Waterman shouted, "I object, Your Honor. I object—"
Brennan leaped to his feet and cried, "Manison, you can't freeze me out—"
James Holden shrilled, "I won't! I won't!"
Judge Carter eyed them one by one, staring them into silence. Finally he looked at Janet Fisher and said, "May I also presume that you would be happy to resume your association with James Holden?"
She nodded and said, "I'd be glad to," in a sincere voice. Tim Fisher nodded his agreement.
Brennan whirled upon them and snarled. "My reward money—" but he was shoved down in his seat with a heavy hand by Frank Manison who snapped, "Your money bought what it was offered for. So now shut up, you utter imbecile!"
Judge Norman L. Carter cleared his throat and said, "This great concern over the welfare of James Holden is touching. We have Mr. Brennan already twice a loser and yet willing to try it for three times. We have Mr. and Mrs. Fisher who are not dismayed at the possibility of having their home occupied by a headstrong youth whose actions they cannot control.

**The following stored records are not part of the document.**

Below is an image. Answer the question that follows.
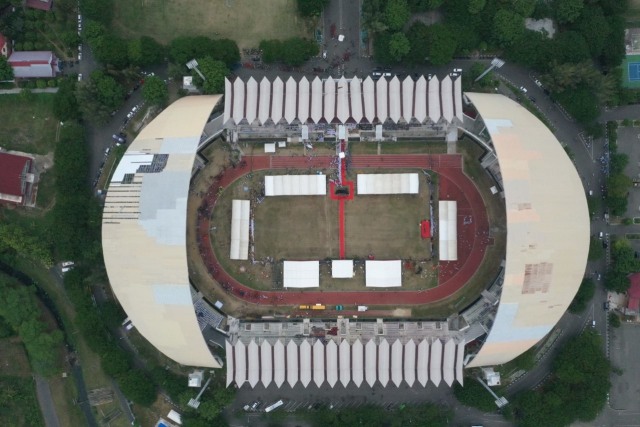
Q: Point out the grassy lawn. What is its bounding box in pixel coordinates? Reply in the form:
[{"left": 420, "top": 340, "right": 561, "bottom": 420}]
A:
[
  {"left": 0, "top": 93, "right": 58, "bottom": 154},
  {"left": 113, "top": 0, "right": 311, "bottom": 48}
]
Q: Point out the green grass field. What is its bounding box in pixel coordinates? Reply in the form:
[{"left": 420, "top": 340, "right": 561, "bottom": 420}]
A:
[
  {"left": 113, "top": 0, "right": 312, "bottom": 48},
  {"left": 0, "top": 93, "right": 58, "bottom": 154}
]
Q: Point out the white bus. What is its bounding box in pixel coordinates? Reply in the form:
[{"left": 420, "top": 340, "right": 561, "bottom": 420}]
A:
[{"left": 264, "top": 400, "right": 284, "bottom": 412}]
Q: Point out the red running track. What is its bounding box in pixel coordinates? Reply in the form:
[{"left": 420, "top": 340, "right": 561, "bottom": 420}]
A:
[{"left": 197, "top": 154, "right": 489, "bottom": 306}]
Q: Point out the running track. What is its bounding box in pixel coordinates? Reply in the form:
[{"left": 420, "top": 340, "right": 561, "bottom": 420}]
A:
[{"left": 197, "top": 154, "right": 490, "bottom": 306}]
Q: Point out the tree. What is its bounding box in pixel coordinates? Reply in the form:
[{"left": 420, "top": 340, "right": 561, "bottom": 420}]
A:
[
  {"left": 468, "top": 0, "right": 487, "bottom": 15},
  {"left": 569, "top": 278, "right": 602, "bottom": 314},
  {"left": 118, "top": 369, "right": 157, "bottom": 407},
  {"left": 493, "top": 9, "right": 524, "bottom": 46},
  {"left": 389, "top": 33, "right": 411, "bottom": 62},
  {"left": 142, "top": 76, "right": 169, "bottom": 108},
  {"left": 429, "top": 24, "right": 457, "bottom": 65},
  {"left": 554, "top": 0, "right": 584, "bottom": 24},
  {"left": 297, "top": 0, "right": 329, "bottom": 18},
  {"left": 0, "top": 55, "right": 13, "bottom": 81},
  {"left": 193, "top": 56, "right": 229, "bottom": 94},
  {"left": 53, "top": 78, "right": 80, "bottom": 122},
  {"left": 384, "top": 0, "right": 411, "bottom": 31},
  {"left": 127, "top": 36, "right": 165, "bottom": 67}
]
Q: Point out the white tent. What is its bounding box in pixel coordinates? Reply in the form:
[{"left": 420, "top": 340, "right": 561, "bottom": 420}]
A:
[
  {"left": 271, "top": 77, "right": 284, "bottom": 123},
  {"left": 358, "top": 173, "right": 420, "bottom": 194},
  {"left": 331, "top": 259, "right": 353, "bottom": 279},
  {"left": 391, "top": 339, "right": 402, "bottom": 387},
  {"left": 326, "top": 340, "right": 338, "bottom": 388},
  {"left": 298, "top": 77, "right": 310, "bottom": 123},
  {"left": 364, "top": 340, "right": 378, "bottom": 387},
  {"left": 429, "top": 339, "right": 442, "bottom": 387},
  {"left": 298, "top": 340, "right": 311, "bottom": 387},
  {"left": 345, "top": 339, "right": 364, "bottom": 387},
  {"left": 245, "top": 77, "right": 258, "bottom": 124},
  {"left": 339, "top": 340, "right": 350, "bottom": 387},
  {"left": 284, "top": 77, "right": 298, "bottom": 123},
  {"left": 229, "top": 200, "right": 251, "bottom": 259},
  {"left": 273, "top": 340, "right": 284, "bottom": 388},
  {"left": 247, "top": 340, "right": 260, "bottom": 388},
  {"left": 235, "top": 341, "right": 247, "bottom": 387},
  {"left": 442, "top": 338, "right": 456, "bottom": 386},
  {"left": 456, "top": 340, "right": 465, "bottom": 386},
  {"left": 224, "top": 340, "right": 233, "bottom": 387},
  {"left": 260, "top": 340, "right": 273, "bottom": 388},
  {"left": 264, "top": 174, "right": 327, "bottom": 196},
  {"left": 438, "top": 200, "right": 458, "bottom": 261},
  {"left": 258, "top": 77, "right": 271, "bottom": 124},
  {"left": 416, "top": 339, "right": 429, "bottom": 387},
  {"left": 404, "top": 339, "right": 416, "bottom": 387},
  {"left": 378, "top": 338, "right": 389, "bottom": 387},
  {"left": 313, "top": 340, "right": 325, "bottom": 387},
  {"left": 283, "top": 261, "right": 320, "bottom": 288},
  {"left": 365, "top": 260, "right": 402, "bottom": 288}
]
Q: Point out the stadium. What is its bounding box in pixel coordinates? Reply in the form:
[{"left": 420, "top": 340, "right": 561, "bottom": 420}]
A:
[{"left": 103, "top": 73, "right": 589, "bottom": 388}]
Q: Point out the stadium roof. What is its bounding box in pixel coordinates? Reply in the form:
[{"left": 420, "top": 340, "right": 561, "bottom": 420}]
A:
[
  {"left": 466, "top": 93, "right": 589, "bottom": 367},
  {"left": 224, "top": 75, "right": 463, "bottom": 124},
  {"left": 102, "top": 95, "right": 224, "bottom": 370}
]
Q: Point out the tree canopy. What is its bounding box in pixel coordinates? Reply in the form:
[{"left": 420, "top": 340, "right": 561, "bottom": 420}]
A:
[{"left": 142, "top": 76, "right": 169, "bottom": 108}]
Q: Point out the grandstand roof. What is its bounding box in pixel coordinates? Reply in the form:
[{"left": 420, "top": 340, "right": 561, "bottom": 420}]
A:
[
  {"left": 466, "top": 93, "right": 589, "bottom": 367},
  {"left": 224, "top": 75, "right": 463, "bottom": 125},
  {"left": 102, "top": 95, "right": 225, "bottom": 370}
]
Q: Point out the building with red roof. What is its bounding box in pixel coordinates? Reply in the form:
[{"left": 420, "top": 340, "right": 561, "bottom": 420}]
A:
[
  {"left": 25, "top": 0, "right": 53, "bottom": 10},
  {"left": 0, "top": 34, "right": 11, "bottom": 58},
  {"left": 9, "top": 50, "right": 60, "bottom": 79},
  {"left": 626, "top": 273, "right": 640, "bottom": 314},
  {"left": 0, "top": 153, "right": 37, "bottom": 206}
]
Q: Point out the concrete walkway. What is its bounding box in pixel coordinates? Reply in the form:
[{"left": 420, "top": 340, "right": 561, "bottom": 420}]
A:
[{"left": 35, "top": 375, "right": 60, "bottom": 427}]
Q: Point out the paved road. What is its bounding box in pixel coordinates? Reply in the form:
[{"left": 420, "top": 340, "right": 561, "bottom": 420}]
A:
[{"left": 35, "top": 375, "right": 60, "bottom": 427}]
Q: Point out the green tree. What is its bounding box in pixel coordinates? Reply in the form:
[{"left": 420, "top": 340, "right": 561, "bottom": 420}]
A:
[
  {"left": 384, "top": 0, "right": 411, "bottom": 31},
  {"left": 297, "top": 0, "right": 329, "bottom": 18},
  {"left": 493, "top": 9, "right": 524, "bottom": 46},
  {"left": 0, "top": 55, "right": 13, "bottom": 81},
  {"left": 389, "top": 33, "right": 411, "bottom": 62},
  {"left": 554, "top": 0, "right": 584, "bottom": 24},
  {"left": 193, "top": 56, "right": 229, "bottom": 94},
  {"left": 569, "top": 278, "right": 602, "bottom": 314},
  {"left": 429, "top": 24, "right": 457, "bottom": 65},
  {"left": 127, "top": 36, "right": 165, "bottom": 67},
  {"left": 118, "top": 369, "right": 157, "bottom": 407},
  {"left": 468, "top": 0, "right": 487, "bottom": 15},
  {"left": 142, "top": 76, "right": 169, "bottom": 108}
]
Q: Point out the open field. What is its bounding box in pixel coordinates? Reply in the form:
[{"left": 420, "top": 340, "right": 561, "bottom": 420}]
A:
[
  {"left": 0, "top": 93, "right": 58, "bottom": 154},
  {"left": 113, "top": 0, "right": 311, "bottom": 49}
]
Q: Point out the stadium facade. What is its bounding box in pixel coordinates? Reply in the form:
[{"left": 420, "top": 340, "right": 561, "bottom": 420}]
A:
[{"left": 103, "top": 75, "right": 589, "bottom": 386}]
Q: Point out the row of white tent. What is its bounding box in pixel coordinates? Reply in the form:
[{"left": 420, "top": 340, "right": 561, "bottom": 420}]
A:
[
  {"left": 282, "top": 260, "right": 402, "bottom": 288},
  {"left": 224, "top": 75, "right": 463, "bottom": 124},
  {"left": 226, "top": 338, "right": 465, "bottom": 388},
  {"left": 438, "top": 200, "right": 458, "bottom": 261},
  {"left": 229, "top": 200, "right": 251, "bottom": 259}
]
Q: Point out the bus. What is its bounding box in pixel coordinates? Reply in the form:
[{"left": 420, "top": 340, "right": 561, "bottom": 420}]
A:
[{"left": 264, "top": 400, "right": 284, "bottom": 412}]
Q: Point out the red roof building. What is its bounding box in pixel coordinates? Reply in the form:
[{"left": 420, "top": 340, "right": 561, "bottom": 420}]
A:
[
  {"left": 0, "top": 34, "right": 11, "bottom": 58},
  {"left": 25, "top": 0, "right": 53, "bottom": 10},
  {"left": 627, "top": 273, "right": 640, "bottom": 313},
  {"left": 0, "top": 153, "right": 36, "bottom": 206}
]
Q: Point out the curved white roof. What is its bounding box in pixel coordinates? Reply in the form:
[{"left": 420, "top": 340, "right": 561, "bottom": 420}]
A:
[
  {"left": 102, "top": 95, "right": 224, "bottom": 368},
  {"left": 466, "top": 93, "right": 589, "bottom": 367}
]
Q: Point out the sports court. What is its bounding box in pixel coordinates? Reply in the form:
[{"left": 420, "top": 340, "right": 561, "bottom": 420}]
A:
[{"left": 622, "top": 55, "right": 640, "bottom": 89}]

We find one of the ambitious members of the District Attorney's Office offering to take on an additional responsibility—all, of course, in the name of the State and the welfare of James Holden. Finally we have James Holden who wants no part of the word 'protection' and claims the ability to run his own life.
"Now it strikes me that assigning the responsibility for this young man's welfare is by no means the reason why you all are present, and it similarly occurs to me that the young man's welfare is of considerably less importance than the very interesting question of how and why this young man has achieved so much."

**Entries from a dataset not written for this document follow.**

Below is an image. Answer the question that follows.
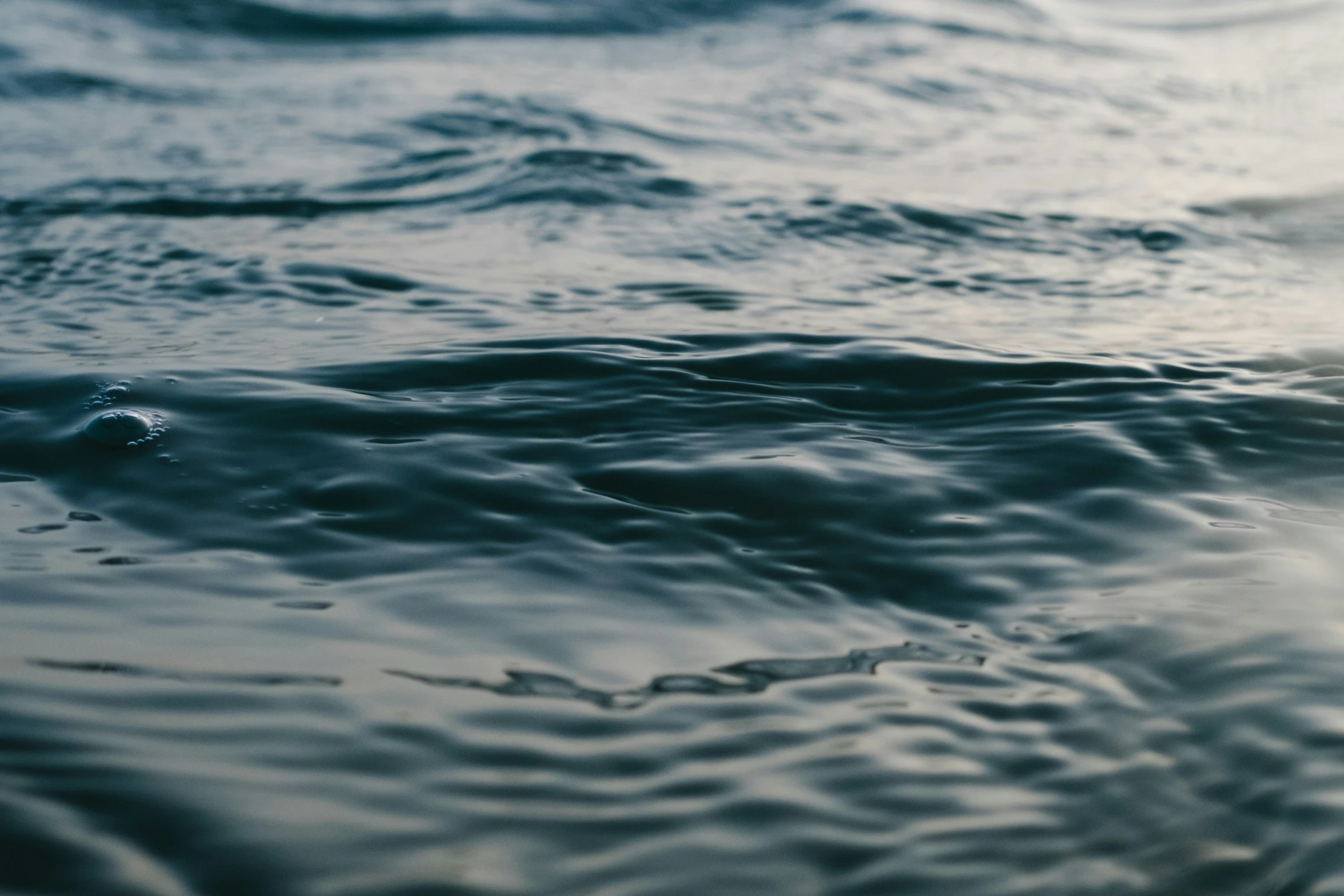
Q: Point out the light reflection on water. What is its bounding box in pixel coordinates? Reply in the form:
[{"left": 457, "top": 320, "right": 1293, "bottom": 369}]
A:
[{"left": 0, "top": 0, "right": 1344, "bottom": 896}]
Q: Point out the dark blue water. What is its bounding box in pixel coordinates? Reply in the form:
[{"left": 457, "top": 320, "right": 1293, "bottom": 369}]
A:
[{"left": 7, "top": 0, "right": 1344, "bottom": 896}]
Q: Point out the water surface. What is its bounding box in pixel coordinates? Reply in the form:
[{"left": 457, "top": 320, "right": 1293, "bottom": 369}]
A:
[{"left": 0, "top": 0, "right": 1344, "bottom": 896}]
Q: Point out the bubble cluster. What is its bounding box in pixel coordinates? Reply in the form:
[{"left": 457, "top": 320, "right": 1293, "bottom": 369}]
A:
[
  {"left": 85, "top": 380, "right": 130, "bottom": 411},
  {"left": 83, "top": 410, "right": 168, "bottom": 447}
]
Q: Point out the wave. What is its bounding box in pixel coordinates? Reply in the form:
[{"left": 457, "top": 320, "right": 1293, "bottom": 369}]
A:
[{"left": 76, "top": 0, "right": 828, "bottom": 40}]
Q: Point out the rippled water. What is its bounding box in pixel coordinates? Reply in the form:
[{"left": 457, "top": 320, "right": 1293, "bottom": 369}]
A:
[{"left": 0, "top": 0, "right": 1344, "bottom": 896}]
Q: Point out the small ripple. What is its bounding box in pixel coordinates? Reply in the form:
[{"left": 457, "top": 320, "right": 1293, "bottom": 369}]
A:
[
  {"left": 384, "top": 642, "right": 985, "bottom": 709},
  {"left": 28, "top": 658, "right": 341, "bottom": 688}
]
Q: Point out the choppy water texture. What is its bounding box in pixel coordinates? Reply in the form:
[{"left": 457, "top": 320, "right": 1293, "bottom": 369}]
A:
[{"left": 10, "top": 0, "right": 1344, "bottom": 896}]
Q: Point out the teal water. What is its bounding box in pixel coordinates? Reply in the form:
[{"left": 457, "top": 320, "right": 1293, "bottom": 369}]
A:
[{"left": 7, "top": 0, "right": 1344, "bottom": 896}]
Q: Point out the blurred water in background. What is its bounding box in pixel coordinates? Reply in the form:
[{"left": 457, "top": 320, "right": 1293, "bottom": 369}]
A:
[{"left": 0, "top": 0, "right": 1344, "bottom": 896}]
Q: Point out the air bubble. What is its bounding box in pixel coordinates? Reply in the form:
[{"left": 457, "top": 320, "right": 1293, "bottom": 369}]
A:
[{"left": 83, "top": 410, "right": 166, "bottom": 447}]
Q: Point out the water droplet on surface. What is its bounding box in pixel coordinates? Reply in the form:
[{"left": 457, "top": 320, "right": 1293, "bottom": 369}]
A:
[{"left": 83, "top": 410, "right": 166, "bottom": 447}]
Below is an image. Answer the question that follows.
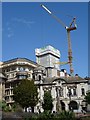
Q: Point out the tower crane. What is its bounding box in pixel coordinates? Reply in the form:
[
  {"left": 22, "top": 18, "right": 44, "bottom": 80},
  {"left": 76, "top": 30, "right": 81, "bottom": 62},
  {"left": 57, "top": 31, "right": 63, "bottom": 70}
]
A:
[{"left": 41, "top": 4, "right": 77, "bottom": 75}]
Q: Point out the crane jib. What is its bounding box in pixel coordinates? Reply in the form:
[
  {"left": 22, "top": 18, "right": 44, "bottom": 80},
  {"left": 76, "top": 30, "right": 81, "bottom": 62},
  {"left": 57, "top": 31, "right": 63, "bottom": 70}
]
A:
[{"left": 66, "top": 27, "right": 77, "bottom": 31}]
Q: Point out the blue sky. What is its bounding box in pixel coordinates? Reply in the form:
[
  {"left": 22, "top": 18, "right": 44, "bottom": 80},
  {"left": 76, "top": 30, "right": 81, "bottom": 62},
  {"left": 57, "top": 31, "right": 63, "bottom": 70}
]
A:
[{"left": 2, "top": 2, "right": 88, "bottom": 77}]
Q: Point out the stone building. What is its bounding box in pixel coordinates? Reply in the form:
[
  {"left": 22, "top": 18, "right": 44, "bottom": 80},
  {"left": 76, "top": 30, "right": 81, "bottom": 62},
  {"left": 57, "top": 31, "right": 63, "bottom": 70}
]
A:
[
  {"left": 1, "top": 58, "right": 38, "bottom": 107},
  {"left": 0, "top": 46, "right": 90, "bottom": 112}
]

With a thoughtful expression, Judge Carter said, "James Holden, how did you acquire this magnificent education at the tender age of twelve-plus?"
"I object!" cried Frank Manison. "The minor is not qualified to give testimony."
"Objection overruled. This is not testimony. I have every right in the world to seek out as much information from whatever source I may select; and I have the additional right to inspect the information I receive to pass upon its competence and relevance. Sit down, counsel!"
Manison sat grumpily and Judge Carter eyed James again, and James took a full breath. This was the moment he had been waiting for.
"Go on, James. Answer my question. Where did you come by your knowledge?"
* * * * *
James Holden stood up. This was the question that had to arise; he was only surprised it had taken so long.
He said calmly: "Your Honor, you may not ask that question."
"I may not?" asked Judge Carter with a lift of his eyebrows.
"No sir. You may not."
"And just why may I not?"
"If this were a criminal case, and if you could establish that some of my knowledge were guilty knowledge, you could then demand that I reveal the source of my guilty knowledge and under what circumstance it was obtained. If I refused to disclose my source, I could then be held in contempt of court or charged with being an accessory to the corpus of the crime. However, this is a court hearing to establish whether or not I am competent under law to manage my own affairs. How I achieve my mental competence is not under question. Let us say that it is a process that is my secret by the right of inheritance from my parents and as such it is valuable to me so long as I can demand payment for its use."
"This information may have a bearing on my ruling."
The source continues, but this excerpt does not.